Former child star Mickey Kuhn, known for his role in "Gone With the Wind," died Sunday at 90 in a hospice facility in Naples, Florida, his wife, Barbara, told The Hollywood Reporter.
Until recently, he was in excellent health, she added.
Born on Sept. 21, 1932, in Waukegan, Illinois, Kuhn was 2 when he appeared as an adopted baby in the film "Change of Heart" (1934.) His parents enrolled him in the Mar-Ken School for show-business kids and in 1939, at 6, he was cast as Beau Wilkes, the son of Olivia de Havilland and Leslie Howard's characters, in "Gone With the Wind."

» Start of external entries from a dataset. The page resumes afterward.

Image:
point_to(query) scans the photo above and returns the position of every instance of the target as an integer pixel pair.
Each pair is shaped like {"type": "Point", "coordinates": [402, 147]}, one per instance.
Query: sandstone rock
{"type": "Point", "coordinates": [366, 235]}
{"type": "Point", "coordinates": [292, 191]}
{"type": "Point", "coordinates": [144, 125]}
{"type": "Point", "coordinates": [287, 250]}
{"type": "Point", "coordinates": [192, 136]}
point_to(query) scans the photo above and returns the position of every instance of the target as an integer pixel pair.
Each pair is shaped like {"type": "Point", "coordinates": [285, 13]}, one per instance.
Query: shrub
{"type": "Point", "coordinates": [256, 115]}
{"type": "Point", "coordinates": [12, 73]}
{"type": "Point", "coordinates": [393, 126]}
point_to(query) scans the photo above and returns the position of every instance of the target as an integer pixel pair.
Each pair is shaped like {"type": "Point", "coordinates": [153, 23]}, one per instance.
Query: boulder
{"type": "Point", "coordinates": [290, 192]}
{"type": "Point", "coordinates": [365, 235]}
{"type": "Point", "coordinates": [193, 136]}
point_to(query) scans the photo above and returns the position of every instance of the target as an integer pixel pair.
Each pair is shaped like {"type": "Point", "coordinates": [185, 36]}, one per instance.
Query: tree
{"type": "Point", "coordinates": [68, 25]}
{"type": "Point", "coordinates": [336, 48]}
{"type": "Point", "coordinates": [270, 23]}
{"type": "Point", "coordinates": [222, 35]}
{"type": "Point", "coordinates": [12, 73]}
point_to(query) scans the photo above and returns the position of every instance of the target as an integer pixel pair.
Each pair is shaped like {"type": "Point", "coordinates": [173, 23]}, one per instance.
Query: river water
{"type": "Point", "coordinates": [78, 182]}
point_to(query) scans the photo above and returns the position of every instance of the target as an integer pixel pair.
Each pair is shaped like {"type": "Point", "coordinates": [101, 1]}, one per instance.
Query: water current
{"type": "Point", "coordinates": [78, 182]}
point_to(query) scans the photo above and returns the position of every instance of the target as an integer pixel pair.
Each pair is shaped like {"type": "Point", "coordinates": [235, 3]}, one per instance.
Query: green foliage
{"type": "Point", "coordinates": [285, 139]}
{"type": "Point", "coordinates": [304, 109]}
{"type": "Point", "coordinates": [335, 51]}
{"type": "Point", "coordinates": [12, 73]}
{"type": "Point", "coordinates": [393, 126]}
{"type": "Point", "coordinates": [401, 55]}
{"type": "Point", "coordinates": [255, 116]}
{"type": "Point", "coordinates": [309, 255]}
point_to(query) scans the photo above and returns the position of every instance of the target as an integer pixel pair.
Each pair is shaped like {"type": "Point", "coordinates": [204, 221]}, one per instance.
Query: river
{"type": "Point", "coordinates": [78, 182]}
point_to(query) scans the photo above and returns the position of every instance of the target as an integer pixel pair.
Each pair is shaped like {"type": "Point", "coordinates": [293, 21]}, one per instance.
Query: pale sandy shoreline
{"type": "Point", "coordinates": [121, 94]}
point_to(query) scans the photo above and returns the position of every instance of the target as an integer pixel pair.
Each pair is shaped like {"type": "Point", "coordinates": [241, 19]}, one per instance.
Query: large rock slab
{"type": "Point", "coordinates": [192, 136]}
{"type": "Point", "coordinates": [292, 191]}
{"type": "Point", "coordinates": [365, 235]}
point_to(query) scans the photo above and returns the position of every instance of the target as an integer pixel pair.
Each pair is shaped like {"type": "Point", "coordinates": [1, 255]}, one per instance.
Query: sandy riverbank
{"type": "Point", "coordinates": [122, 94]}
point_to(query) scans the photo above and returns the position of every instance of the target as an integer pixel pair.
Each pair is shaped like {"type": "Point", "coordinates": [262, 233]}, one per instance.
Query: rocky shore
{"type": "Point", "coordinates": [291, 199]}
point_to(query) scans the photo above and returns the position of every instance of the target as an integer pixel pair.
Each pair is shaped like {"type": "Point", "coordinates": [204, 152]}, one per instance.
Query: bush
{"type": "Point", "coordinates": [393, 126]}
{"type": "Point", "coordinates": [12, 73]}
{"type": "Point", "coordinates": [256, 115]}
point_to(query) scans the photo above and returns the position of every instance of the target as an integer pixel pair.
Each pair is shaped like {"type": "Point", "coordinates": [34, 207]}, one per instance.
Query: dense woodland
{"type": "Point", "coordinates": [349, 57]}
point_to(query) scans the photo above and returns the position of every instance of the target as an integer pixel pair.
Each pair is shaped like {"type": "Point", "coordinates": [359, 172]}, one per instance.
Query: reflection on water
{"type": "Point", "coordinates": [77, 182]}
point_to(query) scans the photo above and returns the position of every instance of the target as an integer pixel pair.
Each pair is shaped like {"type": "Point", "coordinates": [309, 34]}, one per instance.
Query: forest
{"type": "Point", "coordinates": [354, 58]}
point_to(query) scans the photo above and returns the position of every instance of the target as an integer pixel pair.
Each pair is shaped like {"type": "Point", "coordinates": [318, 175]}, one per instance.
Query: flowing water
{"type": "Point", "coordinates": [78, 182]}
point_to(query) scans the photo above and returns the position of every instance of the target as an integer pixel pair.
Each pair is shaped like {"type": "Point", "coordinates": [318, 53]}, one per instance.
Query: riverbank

In a 2008 interview for the website Films of the Golden Age, Kuhn said he did not want to go to the audition.
"I was tired and really wasn't up to it, but Mother said we had to go," he said. "There were 60 to 80 kids and adults at the casting office. I started crying and wanted to leave, but mom said to go up and give my name to the lady at the desk. If in 10 minutes I hadn't been called then we would leave.
"I went to the lady and said, 'I'm Mickey Kuhn.' She said, 'Mickey, we've been waiting for you.' And then to the others waiting, 'Thank you, we've cast the part. You may all leave.'"
That same year Kuhn appeared in several other films including "King of the Underworld," starring Humphrey Bogart; "Juarez," featuring Bette Davis and Paul Muni; and "When Tomorrow Comes," starring Irene Dunne and Charles Boyer. Other film credits include "I Want a Divorce" (1940), "Dick Tracy" (1945), "The Strange Love of Martha Ivers" (1946), "Magic Town" (1947), "Red River" and "Broken Arrow" (1950).
In 1951, Kuhn joined the U.S. Navy, where he worked for four years as an aircraft electrician. He later appeared in "The Last Frontier" (1955) and "Away All Boats" (1956). His last onscreen appearance was in three 1957 episodes of CBS' "Alfred Hitchcock Presents."
Kuhn went on to work in airport management for American Airlines and at terminals in Washington and Boston. He retired in 1995.
He is survived by his wife, son Mick, daughter Patricia, and granddaughter Samantha.